In particolare, la legge n. 44/2012 (art. 3-quinquies) ha previsto che, entro il 27 agosto 2012, il Ministero dello Sviluppo economico avrebbe indetto una gara pubblica sulla base di nuove procedure stabilite dall’Agcom.
Il termine del 27 agosto non è stato rispettato e, soltanto con lo Schema in esame, l’Autorità ha fatto il primo passo verso la definizione della nuova procedura di gara.
Tale procedura, in linea con quanto previsto dalla legge n. 44/2012, è stata definita sentiti i competenti Uffici della Commissione Europea, e tale passaggio dovrebbe, finalmente, garantire la conformità delle regole in consultazione con il diritto UE.
Nello specifico, la legge prevedeva e tutt’ora prevede che le procedure vengano formulate nel rispetto dei seguenti principi e criteri direttivi:
a) assegnazione delle frequenze sulla base di differenti lotti mediante il criterio dell’offerta economica più elevata, assicurando la separazione verticale tra fornitori di programmi e operatori di rete e consentendo l’accesso ai primi a condizioni eque e non discriminatorie, in base ai criteri fissati dall’Autorità;
b) composizione di ciascun lotto in base al grado di copertura, tenendo conto della possibilità di consentire la realizzazione di reti per macro aree di diffusione, l’uso flessibile ed efficiente dello spettro e l’innovazione tecnologica;
c) modulazione della durata dei diritti d’uso di ciascun lotto tale da garantire la tempestiva destinazione delle frequenze agli usi stabiliti dalla Commissione europea in tema di disciplina dello spettro radio.

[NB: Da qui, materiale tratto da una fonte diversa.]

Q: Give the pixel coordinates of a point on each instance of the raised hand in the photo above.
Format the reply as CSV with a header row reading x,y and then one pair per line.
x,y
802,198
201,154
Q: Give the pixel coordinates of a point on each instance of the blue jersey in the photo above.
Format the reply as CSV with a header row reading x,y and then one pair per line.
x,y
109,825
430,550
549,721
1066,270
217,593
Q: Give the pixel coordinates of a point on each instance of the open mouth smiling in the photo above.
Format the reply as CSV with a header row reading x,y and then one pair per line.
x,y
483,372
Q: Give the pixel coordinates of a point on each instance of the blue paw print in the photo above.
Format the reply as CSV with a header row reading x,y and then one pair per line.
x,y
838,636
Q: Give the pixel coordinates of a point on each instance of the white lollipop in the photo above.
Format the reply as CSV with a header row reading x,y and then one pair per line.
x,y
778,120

[1] Si tratta in particolare delle disposizioni contenute nella Legge Gasparri (n. 112/2004) e nel Testo Unico sulla radiotelevisione (d.lgs. 177/2005) con le norme comunitarie contenute nell’articolo 9 della direttiva 2002/21/CE (“Direttiva quadro”), negli articoli 3, 5 e 7 della direttiva 2002/20/CE (“Direttiva autorizzazioni”) e negli articoli 2 e 4 della direttiva 2002/77/CE (“Direttiva concorrenza”) relative alla concorrenza nei mercati delle reti dei servizi di telecomunicazione elettronica.
[2] Art. 23, comma 5.
[3] Art. 23, comma 3.
[4] Art. 27, comma 3.
[5] Art. 25, comma 11 e 23, commi 3 e 5.
[6]Art. 8-novies della L. 101/2008, di conversione del D.L. n. 59/2008
[7] La delibera 181/09/CONS è stata “legificata” a seguito delle modifiche apportate all’art. 8-novies della legge n. 101/2008 dall’art. 45, co. 1, della Legge Comunitaria 2008 (legge n. 88/2009).